If France was Kenya, the British, US and other Governments particularly from the West would advise, recommend and warn its beloved citizens to avoid the war-torn, insecure and reckless country. However, this drill does not seem applicable to countries in the West. Considering major attacks have claimed the lives of many, no travel sanctions were imposed on France.  Does that mean it is safer there? Also, arms embargo that prohibits export and imports of arms were not imposed on the country, never mind it is the top 5 exporter of arms and lies in the top 10 category of the world’s largest arms manufacturers and other military service companies who profit the most from the war economy. The most that was done was cancel events solely in the City of Nice including a five day jazz festival and a concert by musician Rihanna. If France was Kenya, it wouldn’t have been a case of a city missing a concert but an entire country suffering economic loses, acquiring a range of sanctions and losing its reputation.
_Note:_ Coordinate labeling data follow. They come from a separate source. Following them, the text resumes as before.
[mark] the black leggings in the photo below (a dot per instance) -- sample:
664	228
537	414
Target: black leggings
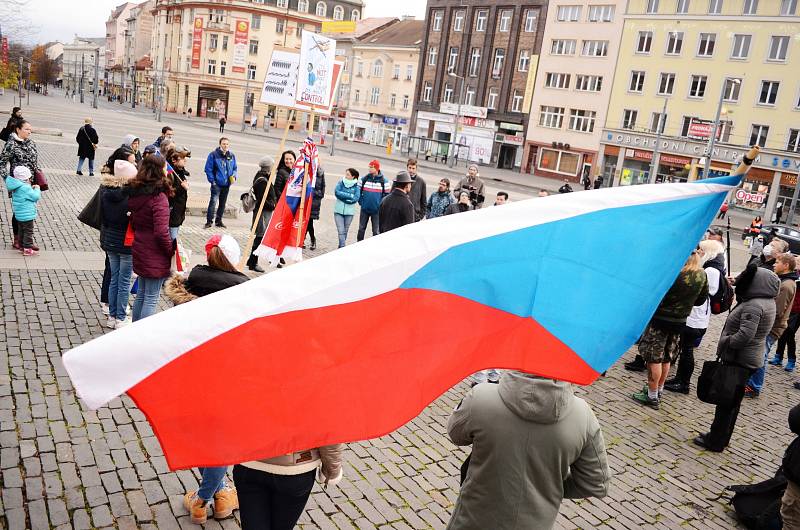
271	502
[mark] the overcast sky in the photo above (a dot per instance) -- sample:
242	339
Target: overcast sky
62	19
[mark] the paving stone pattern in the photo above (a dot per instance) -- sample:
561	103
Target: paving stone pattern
64	466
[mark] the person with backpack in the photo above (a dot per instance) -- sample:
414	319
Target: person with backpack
698	320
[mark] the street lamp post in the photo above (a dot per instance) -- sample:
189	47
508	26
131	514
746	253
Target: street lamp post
452	158
713	140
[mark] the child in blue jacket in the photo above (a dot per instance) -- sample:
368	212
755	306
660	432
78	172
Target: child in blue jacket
23	202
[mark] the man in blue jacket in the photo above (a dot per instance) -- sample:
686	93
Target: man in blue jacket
221	173
374	187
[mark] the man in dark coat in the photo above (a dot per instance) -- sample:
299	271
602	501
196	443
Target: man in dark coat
87	144
396	209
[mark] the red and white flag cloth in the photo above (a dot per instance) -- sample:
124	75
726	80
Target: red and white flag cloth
280	240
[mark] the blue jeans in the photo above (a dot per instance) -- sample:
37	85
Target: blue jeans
756	381
120	285
217	193
147	297
342	226
213	480
80	163
363	219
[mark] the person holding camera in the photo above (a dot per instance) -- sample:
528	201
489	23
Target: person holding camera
473	185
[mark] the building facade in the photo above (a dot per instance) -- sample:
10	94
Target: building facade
197	67
691	58
477	67
381	94
572	89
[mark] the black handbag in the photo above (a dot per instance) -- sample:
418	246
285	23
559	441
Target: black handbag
92	214
721	383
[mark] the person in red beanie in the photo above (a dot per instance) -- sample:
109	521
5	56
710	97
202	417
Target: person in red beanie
374	187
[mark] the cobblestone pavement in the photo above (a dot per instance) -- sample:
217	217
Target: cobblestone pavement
64	466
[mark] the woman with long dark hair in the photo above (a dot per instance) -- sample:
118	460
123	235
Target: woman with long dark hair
152	245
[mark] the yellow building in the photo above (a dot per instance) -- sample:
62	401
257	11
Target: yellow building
691	55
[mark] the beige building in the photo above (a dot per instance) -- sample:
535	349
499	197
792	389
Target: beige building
380	98
572	89
194	64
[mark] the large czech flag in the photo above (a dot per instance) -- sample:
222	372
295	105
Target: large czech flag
352	344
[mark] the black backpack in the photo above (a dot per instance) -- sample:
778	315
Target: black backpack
758	506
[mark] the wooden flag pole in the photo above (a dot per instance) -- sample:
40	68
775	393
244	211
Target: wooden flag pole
271	182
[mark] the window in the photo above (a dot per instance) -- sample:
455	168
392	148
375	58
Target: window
452	59
556	80
769	92
595	48
562	47
730	90
505	20
481	18
637	81
437	21
601	13
741	46
448	93
644	42
581	120
377	68
589	83
568	13
432	51
778	46
524	60
706	44
666	84
697	88
497	64
530	21
629	118
551	117
758	135
794	141
558	161
516	101
458	21
658	121
474	62
469	96
674	42
491	99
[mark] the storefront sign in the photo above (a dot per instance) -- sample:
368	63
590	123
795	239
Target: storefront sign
465	110
197	42
240	46
746	196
The media calls for action when attacks happen in the ‘more developed’ nations, but the less developed countries are always blamed for insecurity and lectured on carelessness. Ironically, when these ‘little’ countries are safe, i.e. no terror attacks, the world checks up on us to see if everything is fine, because they have come to learn that something should be wrong if there is no hot (attacks, brutality and deaths) in the beds (little countries).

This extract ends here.